The market’s sharp failure yesterday afternoon below our short-term risk parameter at 4071 discussed in Tue’s Trading Strategies Blog confirms the bearish divergence in momentum that breaks the recovery attempt from 20-May’s 3807 low and exposes at least an intermediate-term correction of this recent pop and very possibly a resumption of the major bear trend.  The 240-min chart below shows that this resumed weakness leaves smaller-degree corrective highs in its wake at 4144 and especially 4202 that this market is now required to recover above to mitigate a broader bearish count and resuscitate a larger-degree corrective or reversal count higher.  Per such, these levels serve as our new mini and short-term risk parameters from which traders can objectively rebase and manage the risk of non-bullish decisions like long-covers and resumed bearish punts.

The daily log chart above shows yesterday’s confirmed bearish divergence in momentum below 49071 that breaks the recent recovery attempt.  Combined with the Fibonacci fact that this recovery came within a mere three points of the (4199) 50% retrace of Mar-May’s 4631 – 3807 decline against the backdrop of a still-arguable major bear market, it’s not hard to envision this latest recovery attempt as another correction within the secular bear ahead of its resumption to new and potentially fantastic new lows below 20-May’s obviously pivotal 3807 low.

IF, alternatively, the recovery from 3807 to 4202 is the A- or 1st-Wave start of a broader correction or reversal HIGHER, then by definition, this market needs to arrest this current relapse with a counting bullish divergence in momentum from a level north of 20-May’s 3807 low, perhaps around the (3958) 61.9% retrace of the 3807 – 4202 recovery. The 240-min chart (top) shows today’s low thus far to be exactly 3958, so this will be a key factor to monitor in the hours/days directly ahead.  Until and unless such a bullish divergence in momentum stems this relapse, sharp, sustained, trendy, impulsive losses straight away should hardly surprise in the resumption of the secular bear trend to new lows below 20-May’s 3807 low.

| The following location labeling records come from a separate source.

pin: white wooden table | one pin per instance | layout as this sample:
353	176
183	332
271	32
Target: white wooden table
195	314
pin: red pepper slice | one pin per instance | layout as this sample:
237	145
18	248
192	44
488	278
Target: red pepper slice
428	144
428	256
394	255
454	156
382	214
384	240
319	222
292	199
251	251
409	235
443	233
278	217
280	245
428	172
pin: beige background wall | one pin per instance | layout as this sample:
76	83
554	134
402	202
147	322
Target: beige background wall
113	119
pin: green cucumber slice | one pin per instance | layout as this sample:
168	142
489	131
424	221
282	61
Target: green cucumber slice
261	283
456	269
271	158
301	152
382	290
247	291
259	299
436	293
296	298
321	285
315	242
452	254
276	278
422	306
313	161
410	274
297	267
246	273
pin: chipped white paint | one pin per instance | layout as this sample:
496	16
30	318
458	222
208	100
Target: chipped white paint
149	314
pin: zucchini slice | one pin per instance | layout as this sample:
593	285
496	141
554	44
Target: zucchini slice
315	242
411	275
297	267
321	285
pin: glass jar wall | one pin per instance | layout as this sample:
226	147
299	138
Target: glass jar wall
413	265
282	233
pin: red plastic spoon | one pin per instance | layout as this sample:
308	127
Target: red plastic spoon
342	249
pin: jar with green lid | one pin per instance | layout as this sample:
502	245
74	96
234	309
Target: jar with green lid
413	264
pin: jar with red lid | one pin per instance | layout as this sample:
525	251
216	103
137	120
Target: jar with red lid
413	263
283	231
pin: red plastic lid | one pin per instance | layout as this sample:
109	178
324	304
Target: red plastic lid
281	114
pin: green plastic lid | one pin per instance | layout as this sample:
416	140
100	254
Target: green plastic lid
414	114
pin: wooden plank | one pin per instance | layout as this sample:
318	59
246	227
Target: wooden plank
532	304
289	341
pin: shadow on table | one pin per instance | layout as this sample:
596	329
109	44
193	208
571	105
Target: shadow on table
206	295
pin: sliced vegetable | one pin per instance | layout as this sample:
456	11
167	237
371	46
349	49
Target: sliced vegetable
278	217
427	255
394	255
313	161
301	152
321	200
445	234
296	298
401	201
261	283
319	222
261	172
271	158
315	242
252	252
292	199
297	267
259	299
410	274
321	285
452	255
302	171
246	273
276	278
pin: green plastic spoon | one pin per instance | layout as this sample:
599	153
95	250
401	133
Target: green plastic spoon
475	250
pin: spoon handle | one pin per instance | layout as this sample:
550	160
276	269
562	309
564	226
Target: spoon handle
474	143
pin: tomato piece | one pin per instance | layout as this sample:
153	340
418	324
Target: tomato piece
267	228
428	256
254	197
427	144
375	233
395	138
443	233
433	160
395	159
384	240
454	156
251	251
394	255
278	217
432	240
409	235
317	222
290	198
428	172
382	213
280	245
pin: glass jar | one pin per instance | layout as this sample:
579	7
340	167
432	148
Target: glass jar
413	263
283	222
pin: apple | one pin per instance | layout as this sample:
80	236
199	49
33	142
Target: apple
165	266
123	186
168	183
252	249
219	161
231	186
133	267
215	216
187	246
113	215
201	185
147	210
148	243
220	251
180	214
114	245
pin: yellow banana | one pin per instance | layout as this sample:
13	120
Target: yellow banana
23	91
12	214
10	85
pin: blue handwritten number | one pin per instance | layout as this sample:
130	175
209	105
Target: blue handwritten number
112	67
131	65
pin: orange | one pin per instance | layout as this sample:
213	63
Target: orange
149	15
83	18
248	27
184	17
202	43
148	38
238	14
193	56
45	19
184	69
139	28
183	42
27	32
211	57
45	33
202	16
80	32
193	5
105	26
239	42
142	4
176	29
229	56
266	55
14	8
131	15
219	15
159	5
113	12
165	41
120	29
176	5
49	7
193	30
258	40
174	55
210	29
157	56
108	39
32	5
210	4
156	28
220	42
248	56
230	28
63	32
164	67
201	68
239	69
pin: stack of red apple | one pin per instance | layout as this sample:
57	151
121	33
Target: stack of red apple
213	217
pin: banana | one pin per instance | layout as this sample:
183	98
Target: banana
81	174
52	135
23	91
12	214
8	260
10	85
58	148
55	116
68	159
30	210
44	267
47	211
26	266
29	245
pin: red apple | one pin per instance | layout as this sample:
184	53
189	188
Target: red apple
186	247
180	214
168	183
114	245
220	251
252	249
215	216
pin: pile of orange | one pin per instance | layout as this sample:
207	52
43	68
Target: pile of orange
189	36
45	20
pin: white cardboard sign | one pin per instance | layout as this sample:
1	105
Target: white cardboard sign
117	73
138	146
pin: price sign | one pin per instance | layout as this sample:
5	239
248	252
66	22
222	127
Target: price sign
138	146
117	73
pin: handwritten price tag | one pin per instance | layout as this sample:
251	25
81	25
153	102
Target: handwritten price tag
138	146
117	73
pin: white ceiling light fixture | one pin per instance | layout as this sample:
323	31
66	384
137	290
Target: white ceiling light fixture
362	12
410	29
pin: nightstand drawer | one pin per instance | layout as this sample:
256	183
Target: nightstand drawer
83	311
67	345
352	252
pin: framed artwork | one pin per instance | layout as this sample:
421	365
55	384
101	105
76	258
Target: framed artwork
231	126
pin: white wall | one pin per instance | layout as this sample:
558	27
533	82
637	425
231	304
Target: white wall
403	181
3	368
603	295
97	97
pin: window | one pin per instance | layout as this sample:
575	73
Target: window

These issues considered and as recommended in Tue’s Trading Strategies Blog, a bearish policy and exposure from yesterday’s immediate failure below 4071 remains advised with a recovery above at least 4144 required to warrant covering this position and moving to a neutral-to-cautiously-bullish stance.  In lieu of such strength, further and possibly steep losses straight away are anticipated, including a resumption of the secular bear trend to new lows below 3807.